The principal investigators plan to collect and analyze data on all negotiated settlement outcomes in the Correlates of War Militarized Interstate Dispute (MID) dataset. These data include all threats, displays or uses of force between two or more countries from 1816 to 2001. The PIs will examine the issues at dispute in each conflict and will then match these issues to the agreement ending the conflict. Analysis of this data will take many forms, including qualitative case studies of the various settlements and statistical analyses of the effects of issue settlement.
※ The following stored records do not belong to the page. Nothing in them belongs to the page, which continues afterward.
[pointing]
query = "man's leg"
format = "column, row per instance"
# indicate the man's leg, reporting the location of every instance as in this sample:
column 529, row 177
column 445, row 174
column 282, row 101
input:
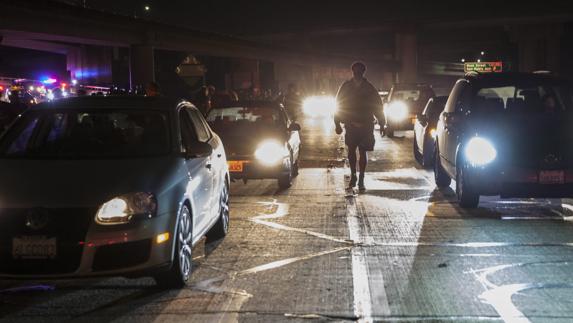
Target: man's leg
column 362, row 164
column 352, row 164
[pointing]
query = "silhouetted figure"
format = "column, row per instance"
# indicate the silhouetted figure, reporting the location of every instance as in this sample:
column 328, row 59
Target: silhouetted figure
column 358, row 105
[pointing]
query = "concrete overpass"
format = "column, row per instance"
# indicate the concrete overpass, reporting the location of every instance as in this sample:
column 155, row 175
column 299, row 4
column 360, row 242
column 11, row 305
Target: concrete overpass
column 90, row 38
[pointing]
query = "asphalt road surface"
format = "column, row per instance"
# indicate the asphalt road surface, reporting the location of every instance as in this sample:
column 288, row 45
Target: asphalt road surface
column 401, row 251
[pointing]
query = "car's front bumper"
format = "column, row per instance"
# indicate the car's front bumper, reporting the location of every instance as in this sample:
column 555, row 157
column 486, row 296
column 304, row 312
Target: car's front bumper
column 252, row 169
column 404, row 124
column 511, row 182
column 124, row 250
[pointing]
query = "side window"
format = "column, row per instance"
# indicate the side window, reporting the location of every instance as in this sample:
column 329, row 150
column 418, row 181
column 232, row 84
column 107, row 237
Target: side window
column 428, row 108
column 188, row 136
column 203, row 134
column 455, row 98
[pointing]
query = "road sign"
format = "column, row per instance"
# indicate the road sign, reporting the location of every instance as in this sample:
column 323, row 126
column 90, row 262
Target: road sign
column 483, row 67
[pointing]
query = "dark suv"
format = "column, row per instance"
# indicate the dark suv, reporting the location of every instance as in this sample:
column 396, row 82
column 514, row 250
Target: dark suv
column 506, row 134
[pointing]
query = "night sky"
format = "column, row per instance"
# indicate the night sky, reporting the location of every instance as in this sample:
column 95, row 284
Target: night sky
column 261, row 17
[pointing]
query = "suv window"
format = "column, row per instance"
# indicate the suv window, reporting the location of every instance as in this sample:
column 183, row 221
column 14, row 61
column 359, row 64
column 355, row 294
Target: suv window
column 203, row 134
column 188, row 135
column 453, row 103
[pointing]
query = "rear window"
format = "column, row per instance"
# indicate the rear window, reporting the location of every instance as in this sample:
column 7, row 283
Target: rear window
column 244, row 117
column 531, row 98
column 71, row 134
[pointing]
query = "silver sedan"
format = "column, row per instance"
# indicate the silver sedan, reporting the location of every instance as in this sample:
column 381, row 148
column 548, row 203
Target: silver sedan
column 102, row 186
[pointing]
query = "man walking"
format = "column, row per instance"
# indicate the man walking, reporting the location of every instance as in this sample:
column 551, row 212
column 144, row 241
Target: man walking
column 358, row 105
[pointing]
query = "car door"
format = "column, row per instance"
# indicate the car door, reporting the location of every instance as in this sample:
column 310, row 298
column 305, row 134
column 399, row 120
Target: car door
column 420, row 126
column 200, row 177
column 218, row 161
column 452, row 118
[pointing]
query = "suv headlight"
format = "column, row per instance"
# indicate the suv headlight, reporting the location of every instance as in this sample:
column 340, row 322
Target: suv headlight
column 480, row 152
column 123, row 208
column 270, row 153
column 397, row 111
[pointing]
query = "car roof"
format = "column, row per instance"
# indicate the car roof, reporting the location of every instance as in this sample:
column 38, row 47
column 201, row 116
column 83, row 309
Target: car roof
column 488, row 79
column 111, row 102
column 250, row 104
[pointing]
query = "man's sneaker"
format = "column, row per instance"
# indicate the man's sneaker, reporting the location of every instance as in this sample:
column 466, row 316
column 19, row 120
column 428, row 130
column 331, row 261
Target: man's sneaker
column 352, row 181
column 361, row 186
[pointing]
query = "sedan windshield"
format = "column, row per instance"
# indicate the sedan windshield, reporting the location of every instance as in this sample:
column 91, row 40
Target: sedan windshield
column 241, row 117
column 532, row 98
column 69, row 134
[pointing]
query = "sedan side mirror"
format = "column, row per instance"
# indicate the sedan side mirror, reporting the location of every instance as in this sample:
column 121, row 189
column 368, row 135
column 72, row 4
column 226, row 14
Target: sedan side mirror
column 294, row 127
column 199, row 150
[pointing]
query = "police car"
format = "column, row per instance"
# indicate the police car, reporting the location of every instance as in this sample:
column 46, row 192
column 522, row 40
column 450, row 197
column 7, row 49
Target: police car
column 506, row 134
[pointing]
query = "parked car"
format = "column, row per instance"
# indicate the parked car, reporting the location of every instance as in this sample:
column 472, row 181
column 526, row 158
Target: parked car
column 425, row 130
column 405, row 101
column 110, row 186
column 261, row 140
column 506, row 134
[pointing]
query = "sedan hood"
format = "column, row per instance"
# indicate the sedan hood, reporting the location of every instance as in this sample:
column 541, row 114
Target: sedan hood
column 242, row 145
column 78, row 183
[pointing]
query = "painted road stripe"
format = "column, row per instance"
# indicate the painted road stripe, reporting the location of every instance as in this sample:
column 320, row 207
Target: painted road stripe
column 363, row 295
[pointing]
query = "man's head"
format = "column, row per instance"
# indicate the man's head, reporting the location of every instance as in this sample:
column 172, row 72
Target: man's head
column 152, row 89
column 358, row 69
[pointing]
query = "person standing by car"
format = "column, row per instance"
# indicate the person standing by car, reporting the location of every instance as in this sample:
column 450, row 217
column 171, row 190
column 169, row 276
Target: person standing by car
column 358, row 104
In addition to the immediate impact on the peace agreement literature, the analyses completed with this dataset have important implications for the scholarly literatures on studies of rivalry, territorial conflict, the bargaining literature, and research programs based on more general theories of cooperation and treaty formation. Each of these literatures has used the dichotomous imposed/negotiated settlement variable in analyses of MID data. Richer information on settlement types would allow more comprehensive tests of these theories.
The implied policy prescriptions of the current peace agreement literature will also be addressed. The current literature suggests that the balance of capabilities controls the likelihood of peace, and agreements must therefore reflect that balance in order to be durable. Policymakers practicing negotiations based on the current literature are using knowledge gained from a severely selected sample of cases, which is particularly unfortunate if political settlements or enforcement mechanisms can indeed prevent disputes from escalating to war. By broadening the scope of peace agreement research, both temporally and for conflicts short of war, the researchers hope to provide a much better understanding of the necessary conditions for a durable peace.